Involving other professionals such as mental health nurses may ease the identification of such patients and potentially ease the administrative burden. This raises the question of how appropriate it will be to rely on nursing staff for capacity assessment, which is traditionally seen as a medical role. Historically consultants or responsible medical officers have taken responsibility for most clinical decisions, but practice is changing. New Ways of Working for Psychiatrists (Department of Health, 2005b) highlights the changing context of service delivery and drivers for change. Psychiatrists and other members of the multidisciplinary team are exploring new ways to meet the needs of service users and their families. This work may show that staff may benefit from having greater clarity and focus in their roles. Capacity assessment by other mental health professionals may be seen as one of the new ways of working. In addition, the proposed new mental health act will replace the concept of responsible medical officer with that of a responsible clinician who may not be a doctor. So the decision on presence (or absence) of capacity may not be the sole responsibility of a doctor.

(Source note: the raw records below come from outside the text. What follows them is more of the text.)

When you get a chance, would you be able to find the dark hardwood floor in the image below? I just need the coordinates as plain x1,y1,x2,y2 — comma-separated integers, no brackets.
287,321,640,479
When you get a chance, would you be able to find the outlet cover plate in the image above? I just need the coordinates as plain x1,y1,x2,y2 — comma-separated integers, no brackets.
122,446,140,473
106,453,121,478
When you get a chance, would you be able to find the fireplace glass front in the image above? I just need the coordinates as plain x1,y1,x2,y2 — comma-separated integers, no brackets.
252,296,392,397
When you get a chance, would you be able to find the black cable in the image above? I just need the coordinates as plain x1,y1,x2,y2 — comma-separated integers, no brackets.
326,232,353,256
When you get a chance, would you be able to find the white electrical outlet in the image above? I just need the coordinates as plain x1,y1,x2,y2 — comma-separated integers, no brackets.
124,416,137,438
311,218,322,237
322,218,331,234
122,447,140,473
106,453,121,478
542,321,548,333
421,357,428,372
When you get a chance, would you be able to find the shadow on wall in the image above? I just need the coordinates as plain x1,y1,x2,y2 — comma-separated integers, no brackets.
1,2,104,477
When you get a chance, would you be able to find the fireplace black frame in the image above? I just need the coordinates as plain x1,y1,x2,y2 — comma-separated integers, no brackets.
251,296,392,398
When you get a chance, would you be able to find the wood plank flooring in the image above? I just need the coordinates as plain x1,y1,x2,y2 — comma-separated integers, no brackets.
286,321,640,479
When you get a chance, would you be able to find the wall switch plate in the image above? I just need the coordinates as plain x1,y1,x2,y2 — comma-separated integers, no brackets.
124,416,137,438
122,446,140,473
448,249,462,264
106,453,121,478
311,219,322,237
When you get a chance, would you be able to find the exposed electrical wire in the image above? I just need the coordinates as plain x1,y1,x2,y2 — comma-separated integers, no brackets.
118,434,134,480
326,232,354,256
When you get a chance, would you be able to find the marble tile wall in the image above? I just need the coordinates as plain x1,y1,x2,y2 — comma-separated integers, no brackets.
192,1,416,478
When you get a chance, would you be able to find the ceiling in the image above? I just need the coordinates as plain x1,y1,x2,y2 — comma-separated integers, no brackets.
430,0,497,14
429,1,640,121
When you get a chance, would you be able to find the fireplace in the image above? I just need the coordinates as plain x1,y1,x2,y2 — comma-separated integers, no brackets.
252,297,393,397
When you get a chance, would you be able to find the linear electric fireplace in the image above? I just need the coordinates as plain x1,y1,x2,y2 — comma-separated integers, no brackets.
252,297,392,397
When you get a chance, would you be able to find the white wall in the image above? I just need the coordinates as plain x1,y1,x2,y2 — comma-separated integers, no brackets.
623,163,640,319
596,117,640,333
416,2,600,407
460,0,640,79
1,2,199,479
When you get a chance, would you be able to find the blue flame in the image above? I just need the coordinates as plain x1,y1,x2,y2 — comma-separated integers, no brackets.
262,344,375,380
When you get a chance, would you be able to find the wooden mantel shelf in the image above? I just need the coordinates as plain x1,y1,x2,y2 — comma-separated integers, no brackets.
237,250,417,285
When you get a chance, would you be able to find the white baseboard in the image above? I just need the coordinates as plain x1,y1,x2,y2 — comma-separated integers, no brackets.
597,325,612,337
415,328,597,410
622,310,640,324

In conclusion, the prevalence of Bournewood gap patients was significant in our survey. These findings clearly emphasise the need for capacity assessment and its proper documentation. Our study also showed that nurses assessment of mental capacity correlates well with that of doctors. This preliminary observation suggests the possibility of shared responsibility with appropriately trained mental health nursing staff.
As Eastman & Peay (1998) have discussed, capacity is set to become a major clinico-legal issue. Issues relating to capacity are contentious and can be subject to a high degree of medico-legal scrutiny. A clear, precise and legible record is therefore very important. The implications of this study may change the practice of capacity assessment and may be helpful in implementation of the new Capacity Act and Mental Health Bill 2006 in England and Wales.